WPT Barcelona gestartet
In der Mitte dieser Woche startete wieder einmal die World Poker Tour. Diesmal ist es bereits die zehnte Auflage der berühmten Turnierreihe und gestartet wird mit der WPT Barcelona im sonnigen Spanien. Gekostet hat die Teilnahme an diesem großen Event 3,5 tausend Euro als Buy In, - allerdings haben diesen bisher noch nicht allzu viele Spieler bezahlt.

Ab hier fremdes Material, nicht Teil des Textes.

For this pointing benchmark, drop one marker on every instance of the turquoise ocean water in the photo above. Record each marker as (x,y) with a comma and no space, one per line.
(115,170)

Denn der Auftakt der World Poker Tour Barcelone war - positiv gesprochen - eher ruhig. Mit gerade mal 94 Spieler die sich am ersten Tag an die Tische setzten, blieb das Event deutlich hinter den Erwartungen und auch hinter den Zahlen der vergangenen Auflagen zurück. Woran das genau lag, darüber könnte man nur spekulieren, aber es liegt natürlich nahe mal wieder den Schwarzen Freitag des Pokers in den Blickpunkt zu rücken.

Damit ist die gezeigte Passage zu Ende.